Il y a une grande place dans mon coeur qui est réservée au partage, aux gens qui connaissen­t des difficulté­s. Il ne faut jamais perdre

son humanité. Ce n’est pas parce que tu as remporté trois Champions Cup que tu es une meilleure personne que mon voisin. Je suis très sensible. Et quand je vois des gens en difficulté, ça me serre le coeur, et il m’arrive de sentir que mes larmes commencent à couler. Je n’aime pas ce sentiment d’impuissanc­e…

C’est-à-dire ?

J’ai compris avec les années qu’il était impossible de changer le monde. Alors tu peux t’investir sur un petit territoire, essayer d’apporter du soutien, mais c’est terrible de comprendre que tu ne peux pas apporter le bonheur à tout le monde… Je suis très sensible aux gens qui souffrent, et j’essaye d’apprendre à mes enfants à avoir un grand coeur.

Pour conclure sur une note moins sérieuse, nous aimerions vérifier un mythe. Est-ce vrai qu’une fois vous aviez ramené des sangliers à l’entraîneme­nt ?

Pas qu’une fois (rires). J’ai rencontré plusieurs chasseurs varois, et on passait des journées à chasser le sanglier. C’est ma plus grande passion, ma façon de m’évader. Alors le matin, avant l’entraîneme­nt, j’aimais prendre mon fusil et aller me balader dans la forêt. J’allais chercher quelques sangliers à l’aube, ça me détendait. Ensuite, je les mettais dans mon pickup, puis j’arrivais à Berg, j’enlevais les bouteilles du frigo et j’y mettais mes sangliers. Et après l’entraîneme­nt, je les reprenais et j’allais les découper à la maison.

Pour un chasseur, le Var est-il un bon terrain de jeu ?

L’un des tout meilleurs du monde. Ici, on se mettait sur une sorte de plateforme en hauteur, un mec faisait courir ses chiens avec une corne (il imite le bruit) et là, les énormes sangliers débarquaie­nt. Nous, on était là, prêts, et on tirait (rires). Je me suis lié d’amitié avec des chasseurs. On passait des journées à raconter des histoires, à boire des pastis, à parler du RCT. C’était génial.
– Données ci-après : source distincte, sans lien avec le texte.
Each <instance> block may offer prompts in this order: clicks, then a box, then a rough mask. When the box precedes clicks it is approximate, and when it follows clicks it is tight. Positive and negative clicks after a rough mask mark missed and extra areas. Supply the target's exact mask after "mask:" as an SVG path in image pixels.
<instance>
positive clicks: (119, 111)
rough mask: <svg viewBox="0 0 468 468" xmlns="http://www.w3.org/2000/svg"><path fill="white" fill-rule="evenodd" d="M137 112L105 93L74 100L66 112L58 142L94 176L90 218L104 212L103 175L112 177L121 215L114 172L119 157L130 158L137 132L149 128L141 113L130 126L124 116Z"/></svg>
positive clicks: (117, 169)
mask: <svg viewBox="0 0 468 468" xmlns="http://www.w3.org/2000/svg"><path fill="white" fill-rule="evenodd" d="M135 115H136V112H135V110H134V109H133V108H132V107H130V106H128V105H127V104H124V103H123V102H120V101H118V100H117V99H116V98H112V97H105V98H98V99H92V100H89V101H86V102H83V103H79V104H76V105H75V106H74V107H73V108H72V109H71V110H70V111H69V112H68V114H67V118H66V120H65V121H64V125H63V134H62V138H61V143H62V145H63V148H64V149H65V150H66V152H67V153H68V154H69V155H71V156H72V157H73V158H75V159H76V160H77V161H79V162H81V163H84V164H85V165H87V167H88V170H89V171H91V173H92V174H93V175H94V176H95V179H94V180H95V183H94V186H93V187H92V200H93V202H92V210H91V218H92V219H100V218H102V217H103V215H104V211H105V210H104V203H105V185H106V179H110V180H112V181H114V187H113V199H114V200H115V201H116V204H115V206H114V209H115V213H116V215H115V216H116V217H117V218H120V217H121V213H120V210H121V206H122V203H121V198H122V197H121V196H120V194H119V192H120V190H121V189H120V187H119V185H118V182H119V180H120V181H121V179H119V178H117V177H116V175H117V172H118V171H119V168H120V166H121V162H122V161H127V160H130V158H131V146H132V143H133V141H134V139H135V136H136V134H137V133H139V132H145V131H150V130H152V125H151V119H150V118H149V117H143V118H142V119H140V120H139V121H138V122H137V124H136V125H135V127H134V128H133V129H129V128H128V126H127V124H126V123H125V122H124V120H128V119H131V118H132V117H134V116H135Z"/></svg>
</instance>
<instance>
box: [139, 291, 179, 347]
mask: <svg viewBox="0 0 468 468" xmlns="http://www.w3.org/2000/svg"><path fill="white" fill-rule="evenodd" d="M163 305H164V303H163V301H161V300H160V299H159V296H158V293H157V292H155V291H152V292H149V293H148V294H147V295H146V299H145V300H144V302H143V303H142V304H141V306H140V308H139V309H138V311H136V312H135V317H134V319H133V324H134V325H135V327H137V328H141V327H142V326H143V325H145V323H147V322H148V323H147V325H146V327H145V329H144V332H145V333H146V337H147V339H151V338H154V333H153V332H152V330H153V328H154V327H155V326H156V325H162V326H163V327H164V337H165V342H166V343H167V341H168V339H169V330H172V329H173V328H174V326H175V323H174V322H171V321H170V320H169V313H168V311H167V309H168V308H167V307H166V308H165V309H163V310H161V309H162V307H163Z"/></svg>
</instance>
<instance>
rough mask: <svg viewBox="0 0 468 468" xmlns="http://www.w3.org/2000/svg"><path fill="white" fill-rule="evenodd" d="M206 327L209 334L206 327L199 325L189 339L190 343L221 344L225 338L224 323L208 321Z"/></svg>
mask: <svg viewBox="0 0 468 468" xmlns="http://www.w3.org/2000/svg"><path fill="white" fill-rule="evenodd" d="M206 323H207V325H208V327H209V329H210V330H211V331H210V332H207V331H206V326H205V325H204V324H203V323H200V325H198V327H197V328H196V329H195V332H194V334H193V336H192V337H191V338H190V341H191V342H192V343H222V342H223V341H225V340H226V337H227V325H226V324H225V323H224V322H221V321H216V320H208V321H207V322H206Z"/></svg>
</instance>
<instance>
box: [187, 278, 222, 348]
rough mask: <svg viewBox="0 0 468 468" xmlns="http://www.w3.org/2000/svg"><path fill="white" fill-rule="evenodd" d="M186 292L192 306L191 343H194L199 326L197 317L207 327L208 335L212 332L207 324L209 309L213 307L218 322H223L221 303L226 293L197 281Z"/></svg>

Est-ce vrai que vous n’avez

pas célébré le titre 2013... pour aller chasser ?

Bien sûr. Je n’aime pas beaucoup les célébratio­ns… J’ai toujours considéré qu’une fois que j’ai fait mon boulot, c’est terminé. Alors on a gagné la coupe, on s’est félicité, mais je n’aime pas beaucoup faire le tour de la ville dans un bus et que tout le monde nous adule. Moi, je préfère être avec des chasseurs, assis sur un arbre, à dire des blagues, à boire un petit pastis et à chasser des sangliers. C’est là que je me sens le plus heureux. Je suis humble, et je préfère être dans le bush, à l’abri des regards.

C’est la deuxième fois que vous évoquez le pastis… En buvez-vous toujours ?

Oui, j’ai trouvé un tout petit magasin à Johannesbu­rg qui en vend, alors j’en bois souvent. En revanche, en France, les mecs sont fous, ils les remplissen­t à fond. Moi, je les fais très légers, pour le goût (rires).